Sunrise over Long Bien Market

Long Bien market(VOV) – An early morning peek inside the bustling heart of the Long Bien night market.

Ever wonder where the tangy herbs in that steaming morning bowl of pho bo (noodle with beef) come from? Have you ever marveled at the color and variety of fruits and vegetables on offer at the local wet market? You’ve only been up for fifteen minutes, but the woman who’s just sold you a kilo of mangosteens has been hard at work for hours.

Tucked away between Hanoi’s Old Quarter and the Red River is the Long Bien night market. Vendors and middlemen begin gathering here around two in the morning to snap up the best of the day’s incoming food.
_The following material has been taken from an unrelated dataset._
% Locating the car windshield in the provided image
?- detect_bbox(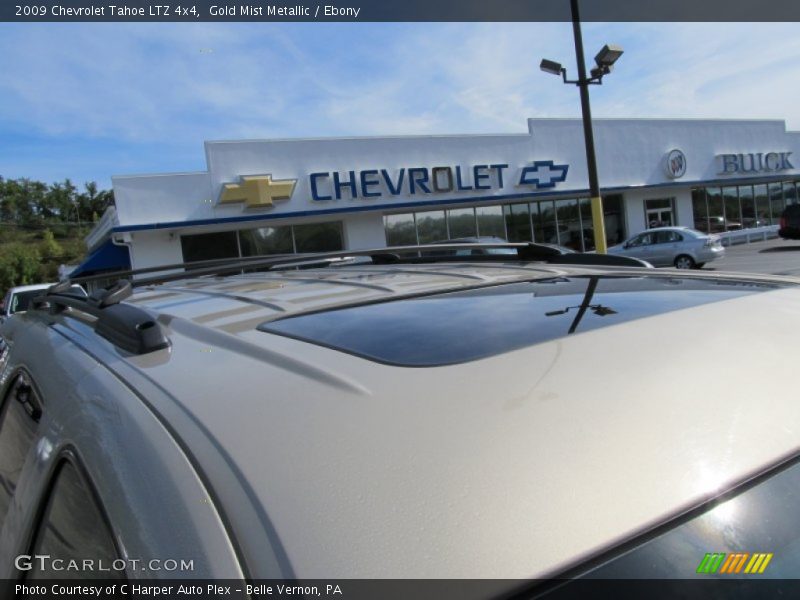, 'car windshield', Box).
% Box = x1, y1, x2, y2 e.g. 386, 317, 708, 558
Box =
258, 276, 777, 367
When we arrived at about 4:30am to have a look around and snap some photos, the frenzied activity was already in full swing.
We began our morning by climbing onto the Long Bien Bridge, which affords a wonderful vantage point down into one corner of the market. Designed by the famous Gustave Eiffel, the bridge was originally finished in 1903. Further reconstruction was necessary during the American War after numerous bombing raids. These days, this iconic landmark serves as a crossing for bikes, motorbikes, and trains.

Long Bien marketAfter a while we climbed down from the bridge to get a closer look at the activities within. Buyers went from vendor to vendor with baskets, pushcarts or motorbikes in search of the best quality at the best price. Wave after wave of men and women with no time to waste nudged first but pushed, if need be, to get through the thronging crowd.

Large trucks came in full and left empty. Their payload was unloaded into covered areas where dozens of women crouch and sort through the newly arrived produce. I was astounded by the quantity of oranges piled in one room; never before had I been overpowered by the scent of orange rind. In other areas, entire families sat among humongous piles of green mangos. Money changed hands at a dizzying pace.

Eventually, we needed a break from the action. The rising sun cast its first light, signalling the winding down of the day’s activities. Away from the commotion, we encountered two men seated on small plastic stools, engaging in gentle conversation over their morning tea. The day’s business had drawn to a close and now was the time for that sweet moment of repose after a morning of hard work.

As we climbed up the gentle rise out of the market and onto Yen Phu, we were struck by how normal, how commonplace, how quotidian all this activity truly is. Thanks to the industrious individuals who bring food to and from the Long Bien Market each day, Hanoi enjoys unbelievably fresh food, all for a good price.